The Canadian Medical Association Journal took a similar position about the adjuvant in an editorial last month. “Having enough vaccine for every Canadian would make more sense if the pandemic virus were highly virulent for large proportions of the population,” the editorial concluded. “But given current evidence, it seems a poorer choice than providing coverage to high-risk groups as early as possible.”
Schabas contends that it’s Canadians who suffer from pre-existing medical conditions like diabetes, morbid obesity as well as heart and lung disease who should get vaccinated.
“For the general population who don’t fall into these categories – healthy people are at a very low risk of H1N1,” he said. “I’m not saying that pregnant women shouldn’t be immunized, but to describe them all as a high-risk group I think misrepresents the data.”
Almost lost in the debate over the H1N1 vaccine is whether to proceed with the seasonal flu vaccine. in fact, the WHO has also recommended a trivalent vaccine for the northern hemisphere this year to protect against three viruses that are not part of the pandemic. One of those viruses, H3N2, has been shown to have sickened many people around the world.
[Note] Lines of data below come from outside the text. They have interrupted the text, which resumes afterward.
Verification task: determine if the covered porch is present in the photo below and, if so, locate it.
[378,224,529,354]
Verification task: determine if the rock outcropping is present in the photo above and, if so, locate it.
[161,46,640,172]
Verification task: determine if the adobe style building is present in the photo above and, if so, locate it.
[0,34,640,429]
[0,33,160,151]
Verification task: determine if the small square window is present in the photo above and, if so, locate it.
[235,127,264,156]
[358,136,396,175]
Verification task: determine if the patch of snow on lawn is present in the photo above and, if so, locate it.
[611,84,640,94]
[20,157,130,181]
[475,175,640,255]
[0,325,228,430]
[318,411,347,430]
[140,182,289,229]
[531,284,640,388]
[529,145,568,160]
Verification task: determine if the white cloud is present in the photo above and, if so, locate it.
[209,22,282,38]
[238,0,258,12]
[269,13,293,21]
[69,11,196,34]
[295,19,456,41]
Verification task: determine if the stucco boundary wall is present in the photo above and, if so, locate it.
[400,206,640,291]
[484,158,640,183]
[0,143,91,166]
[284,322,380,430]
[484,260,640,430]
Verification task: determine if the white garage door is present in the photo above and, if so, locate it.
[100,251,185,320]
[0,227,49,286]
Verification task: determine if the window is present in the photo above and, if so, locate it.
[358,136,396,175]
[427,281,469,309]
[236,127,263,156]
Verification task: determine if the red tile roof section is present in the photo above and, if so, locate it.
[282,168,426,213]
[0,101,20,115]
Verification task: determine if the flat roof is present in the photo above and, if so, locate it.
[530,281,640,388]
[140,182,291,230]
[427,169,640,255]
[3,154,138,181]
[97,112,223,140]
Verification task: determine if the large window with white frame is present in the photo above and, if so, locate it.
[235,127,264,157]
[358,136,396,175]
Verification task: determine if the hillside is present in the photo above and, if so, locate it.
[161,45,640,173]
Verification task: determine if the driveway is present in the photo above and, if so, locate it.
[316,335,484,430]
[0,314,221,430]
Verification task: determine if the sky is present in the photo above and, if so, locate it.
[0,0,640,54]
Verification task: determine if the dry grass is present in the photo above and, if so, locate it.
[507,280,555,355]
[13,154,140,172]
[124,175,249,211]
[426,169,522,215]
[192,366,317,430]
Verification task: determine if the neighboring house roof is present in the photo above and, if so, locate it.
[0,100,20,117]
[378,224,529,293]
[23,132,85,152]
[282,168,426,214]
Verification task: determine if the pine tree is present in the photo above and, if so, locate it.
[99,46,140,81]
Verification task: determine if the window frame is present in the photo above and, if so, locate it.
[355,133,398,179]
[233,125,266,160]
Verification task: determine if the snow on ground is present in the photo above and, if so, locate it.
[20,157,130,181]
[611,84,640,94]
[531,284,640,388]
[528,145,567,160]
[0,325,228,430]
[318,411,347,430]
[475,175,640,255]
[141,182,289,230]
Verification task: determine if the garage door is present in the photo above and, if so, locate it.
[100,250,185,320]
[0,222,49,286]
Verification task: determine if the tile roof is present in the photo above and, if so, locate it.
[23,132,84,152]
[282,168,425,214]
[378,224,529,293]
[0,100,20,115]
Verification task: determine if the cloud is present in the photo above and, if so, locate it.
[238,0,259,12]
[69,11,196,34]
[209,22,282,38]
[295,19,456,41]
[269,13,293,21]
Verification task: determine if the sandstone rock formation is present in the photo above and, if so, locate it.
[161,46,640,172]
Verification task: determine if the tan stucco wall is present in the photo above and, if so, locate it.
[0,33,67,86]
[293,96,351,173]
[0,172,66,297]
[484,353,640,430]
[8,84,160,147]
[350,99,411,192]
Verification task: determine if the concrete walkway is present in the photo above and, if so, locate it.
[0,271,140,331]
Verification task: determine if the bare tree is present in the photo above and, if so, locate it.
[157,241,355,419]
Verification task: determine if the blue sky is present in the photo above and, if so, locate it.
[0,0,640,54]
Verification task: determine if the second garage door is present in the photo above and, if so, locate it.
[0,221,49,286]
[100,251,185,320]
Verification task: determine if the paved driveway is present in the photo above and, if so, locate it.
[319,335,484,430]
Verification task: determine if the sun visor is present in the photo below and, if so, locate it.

Initially, the government suggested dropping the seasonal vaccine, but late yesterday it announced a compromise: It would put off the seasonal flu vaccinations until January. One of the reasons cited for staggering the two campaigns is that those who have been vaccinated in the past against the seasonal flu appeared to be more susceptible to H1N1. Therefore, it makes more sense to give the H1N1 shot first.
In practical terms, however, this means that adults will have to weigh the pros and cons of getting two different vaccines in one flu season for the first time in their lives. And parents will face the daunting prospect of getting four flu shots for children age six months to two years. That’s because children in this age group require booster shots.
Paul Saba, a family physician who runs a practice in Montreal West and a father of three young children, said he believes that both vaccines are necessary.
“They should have both, and if it means paying doctors and nurses more or opening the clinics for longer hours, then so be it,” he said. “You won’t want the elderly who usually get the regular flu to die. We shouldn’t let them suffer, either.”
To vaccinate or not to vaccinate – there are no clear answers. But for Weiss, that’s the whole nature of medicine, weighing risks against benefits.
“We live in an environment in which people would like to have a 100-per-cent guarantee that everything is safe and good,” he said. “But we can’t do that. there is some uncertainty.
“There is no guarantee that this vaccine will be 100-per-cent efficient. But chances are it’s going to work.”